Peu de changements pour les particuliers
Adoptée lundi 2 février, la loi de finances pour 2026 apporte finalement peu de nouveautés en matière de fiscalité des ménages.
Le gouvernement a renoncé à deux mesures annoncées pendant l’examen : le gel du barème de l’impôt sur le revenu et la suppression de l’abattement de 10 % sur les pensions de retraite. Les paramètres utilisés pour calculer l’impôt restent donc inchangés dans leur principe.
Comme chaque année, les seuils des tranches du barème et l’ensemble des « chiffres » servant au calcul de l’impôt sont revalorisés selon l’inflation prévisionnelle, à hauteur de +0,9 %.
Cette indexation vise à préserver le pouvoir d’achat des contribuables en limitant l’effet de l’inflation sur l’augmentation mécanique de la charge fiscale.
Par ailleurs, plusieurs amendements débattus en première lecture n’ont pas été intégrés au texte final. Parmi eux figuraient des propositions de remplacement de l’impôt sur la fortune immobilière (IFI) par un impôt sur la « fortune improductive » ou par une contribution spécifique sur les très hauts patrimoines.

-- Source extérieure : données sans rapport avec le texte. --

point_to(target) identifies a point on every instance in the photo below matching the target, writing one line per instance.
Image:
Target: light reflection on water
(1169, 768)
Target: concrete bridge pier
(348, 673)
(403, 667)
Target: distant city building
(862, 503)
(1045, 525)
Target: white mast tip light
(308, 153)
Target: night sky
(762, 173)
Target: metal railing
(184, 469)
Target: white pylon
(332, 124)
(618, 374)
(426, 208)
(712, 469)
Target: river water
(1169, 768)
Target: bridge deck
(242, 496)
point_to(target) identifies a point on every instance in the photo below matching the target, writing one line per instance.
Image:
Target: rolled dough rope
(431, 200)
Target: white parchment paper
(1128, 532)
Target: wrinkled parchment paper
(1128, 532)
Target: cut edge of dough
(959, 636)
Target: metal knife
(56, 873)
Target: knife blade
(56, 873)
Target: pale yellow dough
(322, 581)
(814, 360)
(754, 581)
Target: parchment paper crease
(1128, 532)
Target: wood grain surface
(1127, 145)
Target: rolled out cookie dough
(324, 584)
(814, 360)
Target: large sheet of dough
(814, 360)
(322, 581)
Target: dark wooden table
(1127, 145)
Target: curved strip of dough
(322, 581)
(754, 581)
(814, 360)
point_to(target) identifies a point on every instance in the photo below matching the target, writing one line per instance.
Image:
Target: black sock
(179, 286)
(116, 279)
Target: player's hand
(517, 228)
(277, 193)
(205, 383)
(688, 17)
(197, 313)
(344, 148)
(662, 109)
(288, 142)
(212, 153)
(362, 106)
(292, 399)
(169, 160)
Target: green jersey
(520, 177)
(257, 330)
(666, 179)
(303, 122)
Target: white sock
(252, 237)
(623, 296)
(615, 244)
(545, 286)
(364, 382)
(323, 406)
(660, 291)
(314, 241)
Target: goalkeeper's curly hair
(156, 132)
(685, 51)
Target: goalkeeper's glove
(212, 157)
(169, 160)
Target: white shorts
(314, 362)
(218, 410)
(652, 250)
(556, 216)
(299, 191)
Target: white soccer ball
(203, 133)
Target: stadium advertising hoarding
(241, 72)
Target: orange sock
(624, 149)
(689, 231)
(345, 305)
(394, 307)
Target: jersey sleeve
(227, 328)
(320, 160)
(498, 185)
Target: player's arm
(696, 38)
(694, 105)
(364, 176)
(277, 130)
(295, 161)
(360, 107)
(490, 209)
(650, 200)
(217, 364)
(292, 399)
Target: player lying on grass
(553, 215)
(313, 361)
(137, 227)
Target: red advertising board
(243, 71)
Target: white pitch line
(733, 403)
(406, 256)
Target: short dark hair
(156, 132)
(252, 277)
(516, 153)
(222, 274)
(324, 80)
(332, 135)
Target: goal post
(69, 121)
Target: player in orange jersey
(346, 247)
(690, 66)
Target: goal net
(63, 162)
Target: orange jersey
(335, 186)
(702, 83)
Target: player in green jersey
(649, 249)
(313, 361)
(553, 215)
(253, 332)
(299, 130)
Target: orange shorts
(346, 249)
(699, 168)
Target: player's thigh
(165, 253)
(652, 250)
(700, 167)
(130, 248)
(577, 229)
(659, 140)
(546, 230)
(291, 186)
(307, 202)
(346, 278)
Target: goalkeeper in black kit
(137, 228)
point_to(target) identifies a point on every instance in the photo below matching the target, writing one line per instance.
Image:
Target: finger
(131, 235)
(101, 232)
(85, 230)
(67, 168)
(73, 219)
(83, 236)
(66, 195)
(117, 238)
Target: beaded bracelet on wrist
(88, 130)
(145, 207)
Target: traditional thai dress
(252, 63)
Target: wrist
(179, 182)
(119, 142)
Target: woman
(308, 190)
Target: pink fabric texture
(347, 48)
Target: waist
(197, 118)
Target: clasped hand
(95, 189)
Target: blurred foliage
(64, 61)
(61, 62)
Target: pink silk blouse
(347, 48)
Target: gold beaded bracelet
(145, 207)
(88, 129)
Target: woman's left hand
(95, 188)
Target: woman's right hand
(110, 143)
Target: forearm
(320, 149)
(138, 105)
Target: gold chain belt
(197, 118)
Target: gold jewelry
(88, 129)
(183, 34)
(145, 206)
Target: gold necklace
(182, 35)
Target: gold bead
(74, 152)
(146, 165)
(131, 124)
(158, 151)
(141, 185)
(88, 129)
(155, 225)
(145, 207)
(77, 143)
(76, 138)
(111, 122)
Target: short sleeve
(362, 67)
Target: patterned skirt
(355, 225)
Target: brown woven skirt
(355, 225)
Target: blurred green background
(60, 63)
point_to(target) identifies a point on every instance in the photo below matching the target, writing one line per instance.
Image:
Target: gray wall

La contribution différentielle prolongée pour les hauts revenus
La loi reconduit en revanche la contribution différentielle sur les hauts revenus. Créée par la loi de finances pour 2025, cette taxe reste en vigueur jusqu’à ce que le déficit public retombe sous le seuil de 3 % du produit intérieur brut.
Elle concerne les contribuables dont les revenus annuels dépassent 250 000 euros pour une personne seule, ou 500 000 euros pour un couple. L’objectif affiché est de garantir que ces contribuables acquittent un impôt minimal équivalant à au moins 20 % de leurs revenus.
La reconduction de cette contribution marque la volonté du législateur de maintenir une pression fiscale sur les revenus les plus élevés, en attendant une amélioration des comptes publics.
Mesures ciblées pour les chefs d’entreprise et les holdings
L’essentiel des nouvelles mesures significatives de la loi concerne les chefs d’entreprise et certains montages patrimoniaux. Ces dispositions n’entreront en vigueur qu’après examen par le Conseil constitutionnel, saisi par le premier ministre, Sébastien Lecornu, « eu égard à l’importance de ces dispositions dans la lutte contre l’optimisation fiscale et en vue d’assurer la plus grande sécurité juridique aux acteurs économiques ».
Parmi les mesures envisagées figure l’instauration, si le Conseil constitutionnel valide le texte, d’une taxe à 20 % frappant les holdings patrimoniales dont l’actif atteint au moins 5 millions d’euros.
La portée de cette taxe a cependant été restreinte au fil des débats. Alors que le projet initial incluait l’ensemble des actifs non professionnels, la version finale ne vise que certains biens jugés « somptuaires ». Sont ainsi concernés les véhicules de luxe, les yachts, les bateaux de plaisance, les chevaux de course et les logements dont le chef d’entreprise se réserve la jouissance.
En revanche, les œuvres d’art, de collection ou d’antiquité ne figurent pas dans la liste des biens assujettis.
Portée et implications
La réduction du périmètre d’assujettissement conduit à cibler des biens de confort ou d’agrément, plutôt que des actifs culturels ou patrimoniaux protégés. Ce choix modifie sensiblement l’équilibre entre lutte contre l’optimisation fiscale et préservation de certains patrimoines privés.
La validation par le Conseil constitutionnel sera déterminante pour la mise en œuvre effective de ces dispositions. Le gouvernement justifie sa saisine par la nécessité d’assurer la sécurité juridique des acteurs économiques et la robustesse des mesures face à des contestations potentielles.
En l’état, la loi laisse donc inchangés, pour la majorité des ménages, les principes fondamentaux de l’imposition des revenus. Les principales mesures nouvelles se concentrent sur des mécanismes ciblés à l’encontre de très hauts revenus et de certaines structures patrimoniales.
Si le texte est confirmé dans sa version actuelle, il restera à observer son impact réel sur les comportements fiscaux des entreprises et des contribuables les plus aisés, ainsi que sa capacité à générer des recettes supplémentaires dans un contexte de déficit public toujours présent.